Two reasons to move to a more complicated camera system: control and lens quality/selection.
The phones are getting surprisingly good, so long as there's enough light (meaning pretty darned bright sun) and the scene isn't very complicated (no high contrast from full sun to full shade). Their color is improving, their sharpness is improving. As far as I know, the iPhone 6 and 6+ currently have the best cameras in them. The downsides are lenses that are faaaar too wide angle for 90% of better-than-throw-away photography. They're designed so that two 14 year old girls can lean together while one of them holds the phone at arm's length and the camera will get all of the girls in. That takes a very wide angle lens. The downside is that when you try to take a picture of anything more than about 10 feet from you it ends up looking tiny! They also fall flat on their face as the light level drops (contrast drops, colors fade, grain increases) for a typical indoor shot at night. I would say that, except for the unfortunately wide angle lens, the best cell phones are where pocket digital cameras were 10 years ago. Honestly, a lot of people are going to be happy with that.
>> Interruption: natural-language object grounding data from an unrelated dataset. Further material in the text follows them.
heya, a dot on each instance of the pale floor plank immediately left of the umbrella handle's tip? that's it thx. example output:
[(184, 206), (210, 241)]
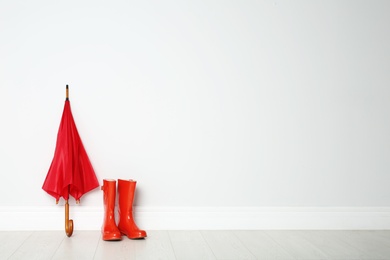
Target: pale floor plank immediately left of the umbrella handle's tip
[(39, 245)]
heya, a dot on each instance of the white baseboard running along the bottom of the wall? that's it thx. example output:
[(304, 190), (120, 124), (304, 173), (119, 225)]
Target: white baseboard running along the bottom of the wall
[(203, 218)]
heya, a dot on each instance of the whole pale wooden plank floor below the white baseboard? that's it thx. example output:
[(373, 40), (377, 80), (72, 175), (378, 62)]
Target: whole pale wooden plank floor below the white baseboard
[(198, 245)]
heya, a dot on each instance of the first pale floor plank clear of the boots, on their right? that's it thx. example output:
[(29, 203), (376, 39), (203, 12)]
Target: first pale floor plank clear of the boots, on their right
[(189, 245)]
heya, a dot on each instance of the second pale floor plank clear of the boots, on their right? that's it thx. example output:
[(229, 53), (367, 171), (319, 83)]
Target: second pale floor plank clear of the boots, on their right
[(226, 245)]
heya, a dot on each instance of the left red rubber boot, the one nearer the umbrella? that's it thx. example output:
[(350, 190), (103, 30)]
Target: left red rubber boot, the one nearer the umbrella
[(109, 229)]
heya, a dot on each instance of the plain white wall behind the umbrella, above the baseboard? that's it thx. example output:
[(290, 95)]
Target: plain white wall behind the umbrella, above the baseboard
[(206, 103)]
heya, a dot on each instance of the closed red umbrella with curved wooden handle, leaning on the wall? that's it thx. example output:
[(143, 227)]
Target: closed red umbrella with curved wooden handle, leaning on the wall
[(70, 172)]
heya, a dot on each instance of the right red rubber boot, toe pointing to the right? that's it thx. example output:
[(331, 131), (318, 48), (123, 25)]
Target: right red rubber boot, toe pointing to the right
[(127, 226)]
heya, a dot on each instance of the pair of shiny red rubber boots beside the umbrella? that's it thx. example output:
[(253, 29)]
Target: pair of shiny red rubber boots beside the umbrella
[(126, 226)]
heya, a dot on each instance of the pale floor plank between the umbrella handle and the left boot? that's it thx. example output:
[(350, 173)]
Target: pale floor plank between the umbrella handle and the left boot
[(82, 245)]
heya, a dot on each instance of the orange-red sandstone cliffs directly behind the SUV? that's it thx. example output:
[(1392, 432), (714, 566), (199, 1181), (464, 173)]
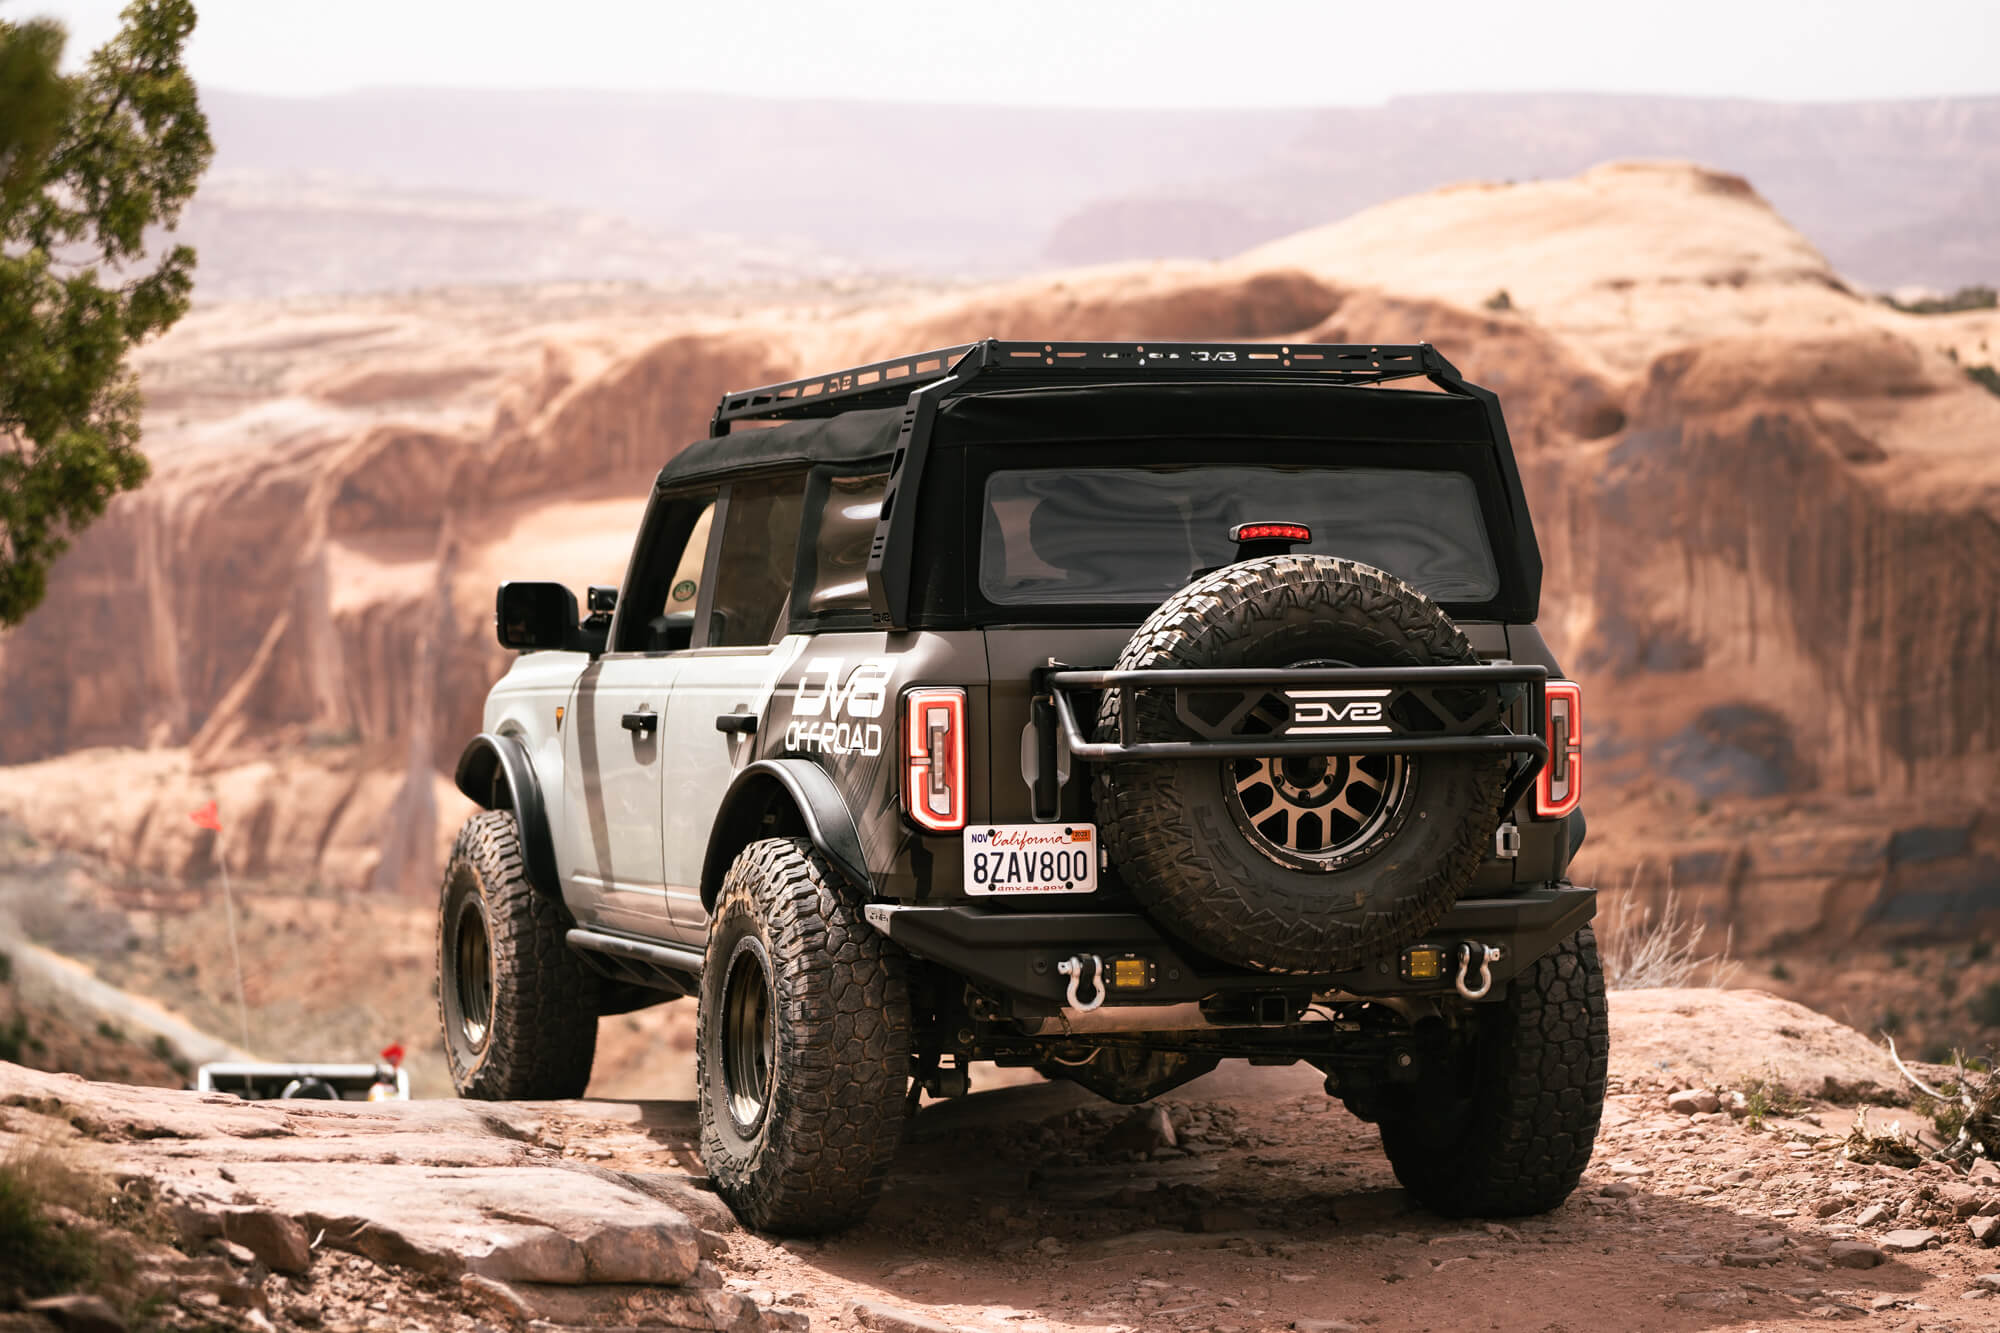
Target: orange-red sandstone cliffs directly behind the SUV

The big problem is control though. For the pictures I posted, the camera fought me tooth and nail to get that picture. It was very pissed off that I wanted the black areas to be black. What it wanted to do was to increase the exposure until the black areas became gray and the sunset itself blew out towards white and lost color. It did this because it tries to average what's in front of it and "save" the shot by making sure at least everything is visible even if it looks bad. With most cell phone cameras, there's little you can do about it to get it to do the right thing. In this case, I had to shine a light into the window in front of me so the phone would see the glare and reduce the exposure. Then, as soon as it reduced the exposure, I turned out the light and took the picture before the software realized the flashlight was gone and changed the exposure again. Not an ideal situation.
For someone who's interested in photography as a hobby, one of the digital SLRs in the way to go. They have better image quality, especially better color accuracy and better low light performance. They have direct manual control of focus and exposure without having to trick the software so you get the picture you want the way you want it. Most importantly, they have a library of lenses available so that you can buy the tools you need to do the kind of photography you prefer. The ability to shoot in the RAW file format also allows much more ability to correct and optimize the image once you're home (modern equivalent to printing the photo yourself in the darkroom).
On the other hand, if you just like kinda nice pictures but would never haul a big camera bag around with you, many of the point and shoot pocket cameras are actually quite good now. I would look for one that offers "exposure compensation", which is basically a way for you to tell the camera to lighten or darken the image compared to what it wanted to do so that it comes closer to what you wanted the picture to look like. 90% of the time, that sort of user will not touch the comp, but for a picture like the ones here, you can tell it to change the exposure by -2 to -5 and it'll darken up the image so the black shadow portions are actually black and that also improves the color in the sunset portion.